The stories shared in this article have become present in many mainstream news outlets, but the violence in Gaza goes much deeper. With the media blackout in Gaza and the staunch support of Israel in the West, the only people that can consistently document its genocide are the Palestinian civilians themselves. That is how most of the stories mentioned have been spread, especially through their use of social media, which has become effective as a direct means of coverage due to the existent bias of Western journalism towards Israel’s account of events. In addition, aid volunteers who have traveled to Gaza, such as medical professionals, have recently provided gruesome testimony of the IDF’s war crimes against Palestinians. Professor Nizam Mamode, a surgeon from England, had spoken before the United Kingdom Parliament on witnessing Israeli drones descending to shoot children after bombings in the hospital he worked at. Other volunteer medical workers described having taken child patients who had bullets in their heads or chests almost daily. More recently, reports by Palestinians and human rights monitors have detailed quadcopter drones using “audio lures” of crying children, screaming women and more to lure out Palestinian civilians to then shoot them. All of this comes with talks in Israel of a “Generals’ Plan,” which would involve ethnically cleansing Northern Gaza to make way for Israeli settlements, an idea which has been considered by Netanyahu and supported by far-right Israeli politicians and citizens.
Israel has already breached the terms of its ceasefire with Hezbollah in Lebanon over 100 times, according to UNIFIL. Meanwhile, a ceasefire with Hamas in Gaza and the release of the remaining hostages seems nowhere close, especially after four attempts of a UN Security Council-mandated ceasefire being vetoed by the United States, despite the conditions of a hostage release being included.
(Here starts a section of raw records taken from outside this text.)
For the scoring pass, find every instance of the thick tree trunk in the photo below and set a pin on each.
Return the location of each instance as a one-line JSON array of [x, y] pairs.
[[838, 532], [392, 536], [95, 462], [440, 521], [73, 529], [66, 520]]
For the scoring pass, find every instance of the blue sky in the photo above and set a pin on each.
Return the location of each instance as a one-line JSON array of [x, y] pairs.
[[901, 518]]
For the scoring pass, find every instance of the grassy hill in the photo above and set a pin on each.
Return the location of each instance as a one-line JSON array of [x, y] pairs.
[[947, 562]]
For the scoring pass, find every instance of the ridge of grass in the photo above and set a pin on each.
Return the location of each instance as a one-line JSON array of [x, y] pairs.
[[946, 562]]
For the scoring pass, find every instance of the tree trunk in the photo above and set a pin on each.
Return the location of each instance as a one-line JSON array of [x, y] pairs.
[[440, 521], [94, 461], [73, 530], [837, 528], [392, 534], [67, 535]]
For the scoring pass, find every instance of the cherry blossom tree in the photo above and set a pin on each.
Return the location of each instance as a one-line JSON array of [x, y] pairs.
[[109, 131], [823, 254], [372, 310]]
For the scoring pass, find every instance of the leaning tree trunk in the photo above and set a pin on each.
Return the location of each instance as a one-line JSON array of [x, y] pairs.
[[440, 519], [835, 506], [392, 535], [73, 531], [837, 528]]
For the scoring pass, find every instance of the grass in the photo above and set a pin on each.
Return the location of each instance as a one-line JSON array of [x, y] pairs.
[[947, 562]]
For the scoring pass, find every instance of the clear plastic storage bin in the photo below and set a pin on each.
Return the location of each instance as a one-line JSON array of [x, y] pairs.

The U.S. lauds itself as an “international stronghold for human rights” and praises Israel for being “the only democracy in the Middle East,” yet it refuses to acknowledge the genocidal situation on the ground in Gaza, continuing to supply Israel with over $20 billion in deadly military resources to commit these war crimes, all while the Biden administration openly rejects the application of genocide by the UN and ICC. When the world said “never again,” it was a lie.